Endocrine Abstracts (2007) 14 OC7.7

Use of atorvastatin, but not simvastatin in men with Type 2 diabetes is associated with lower total testosterone levels with no effect on bioavailable or free testosterone

Roger D Stanworth1, Dheeraj Kapoor2, Kevin S Channer3 & T Hugh Jones4

1Academic Unit of Endocrinology, University of Sheffield, Sheffield, United Kingdom; 2Department of Diabetes and Endocrinology, Barnsley Hospital NHS Foundation Trust, Barnsley, United Kingdom; 3Faculty for Health and Wellbeing, Sheffield Hallam University, Sheffield, United Kingdom; 4Department of Cardiology, Sheffield Teaching Hospitals NHS Foundation Trust, Sheffield, United Kingdom.

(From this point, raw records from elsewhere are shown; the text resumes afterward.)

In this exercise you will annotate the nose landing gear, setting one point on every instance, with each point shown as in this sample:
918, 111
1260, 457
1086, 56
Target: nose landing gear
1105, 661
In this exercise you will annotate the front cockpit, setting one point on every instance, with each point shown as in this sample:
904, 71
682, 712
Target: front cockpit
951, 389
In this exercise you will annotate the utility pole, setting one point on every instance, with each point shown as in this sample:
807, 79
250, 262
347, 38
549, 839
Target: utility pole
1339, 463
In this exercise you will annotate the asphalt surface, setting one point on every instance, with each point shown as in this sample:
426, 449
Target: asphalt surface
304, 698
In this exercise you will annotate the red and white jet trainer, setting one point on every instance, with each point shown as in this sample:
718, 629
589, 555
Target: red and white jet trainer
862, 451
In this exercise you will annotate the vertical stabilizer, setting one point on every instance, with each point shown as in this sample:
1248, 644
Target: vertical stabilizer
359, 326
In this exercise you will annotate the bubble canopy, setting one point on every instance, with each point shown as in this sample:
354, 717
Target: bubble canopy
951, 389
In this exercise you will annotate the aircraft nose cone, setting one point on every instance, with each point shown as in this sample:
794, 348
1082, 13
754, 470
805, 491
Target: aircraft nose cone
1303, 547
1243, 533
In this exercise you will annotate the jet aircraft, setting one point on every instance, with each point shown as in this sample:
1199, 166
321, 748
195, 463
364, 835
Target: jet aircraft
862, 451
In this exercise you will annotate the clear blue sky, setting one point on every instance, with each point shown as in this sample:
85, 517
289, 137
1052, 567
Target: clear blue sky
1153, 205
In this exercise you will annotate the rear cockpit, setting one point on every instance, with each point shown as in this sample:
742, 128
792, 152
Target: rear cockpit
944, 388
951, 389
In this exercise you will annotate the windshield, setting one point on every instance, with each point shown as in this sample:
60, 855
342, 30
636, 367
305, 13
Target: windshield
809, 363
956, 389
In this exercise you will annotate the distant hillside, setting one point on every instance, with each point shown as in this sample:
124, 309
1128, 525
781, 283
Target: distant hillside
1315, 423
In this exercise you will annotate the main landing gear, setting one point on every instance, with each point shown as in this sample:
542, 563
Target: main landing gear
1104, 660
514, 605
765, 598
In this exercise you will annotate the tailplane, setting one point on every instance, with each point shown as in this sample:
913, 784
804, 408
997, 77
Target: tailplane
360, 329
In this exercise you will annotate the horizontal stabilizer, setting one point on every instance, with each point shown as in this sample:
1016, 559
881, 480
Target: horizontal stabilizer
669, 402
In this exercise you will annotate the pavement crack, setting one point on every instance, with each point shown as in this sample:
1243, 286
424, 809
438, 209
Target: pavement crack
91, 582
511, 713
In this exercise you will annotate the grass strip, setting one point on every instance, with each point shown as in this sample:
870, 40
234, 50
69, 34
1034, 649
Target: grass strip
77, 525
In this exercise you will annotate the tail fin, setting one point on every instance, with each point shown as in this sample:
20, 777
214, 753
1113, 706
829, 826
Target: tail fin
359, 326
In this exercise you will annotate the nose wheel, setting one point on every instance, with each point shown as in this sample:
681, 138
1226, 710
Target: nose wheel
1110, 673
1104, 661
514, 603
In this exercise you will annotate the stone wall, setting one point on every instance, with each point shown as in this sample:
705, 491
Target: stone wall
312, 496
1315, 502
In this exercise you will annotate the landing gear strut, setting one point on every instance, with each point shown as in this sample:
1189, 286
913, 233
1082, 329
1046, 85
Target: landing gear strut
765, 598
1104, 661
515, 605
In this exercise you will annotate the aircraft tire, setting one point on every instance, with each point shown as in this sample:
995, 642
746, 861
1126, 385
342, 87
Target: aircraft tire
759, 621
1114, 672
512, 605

There is a high prevalence of low testosterone levels in men with type 2 diabetes (DM2) and low testosterone predates the onset of DM2. Testosterone replacement therapy for hypogonadal men with DM2 improves insulin sensitivity and glycaemic control as well as reducing central obesity. This may lead to an increase in biochemical assessment of hypogonadism in men with DM2. Androgens and other steroid hormones are produced from cholesterol and it has been postulated that treatment with HMG-Co-enzyme A reductase inhibitors (statins) could decrease testosterone levels by reducing the availability of cholesterol and/or inhibiting steroidogenesis. Low testosterone levels in men with DM2, and the widespread use of statins in DM2 mean that any such effect would be particularly important in this group.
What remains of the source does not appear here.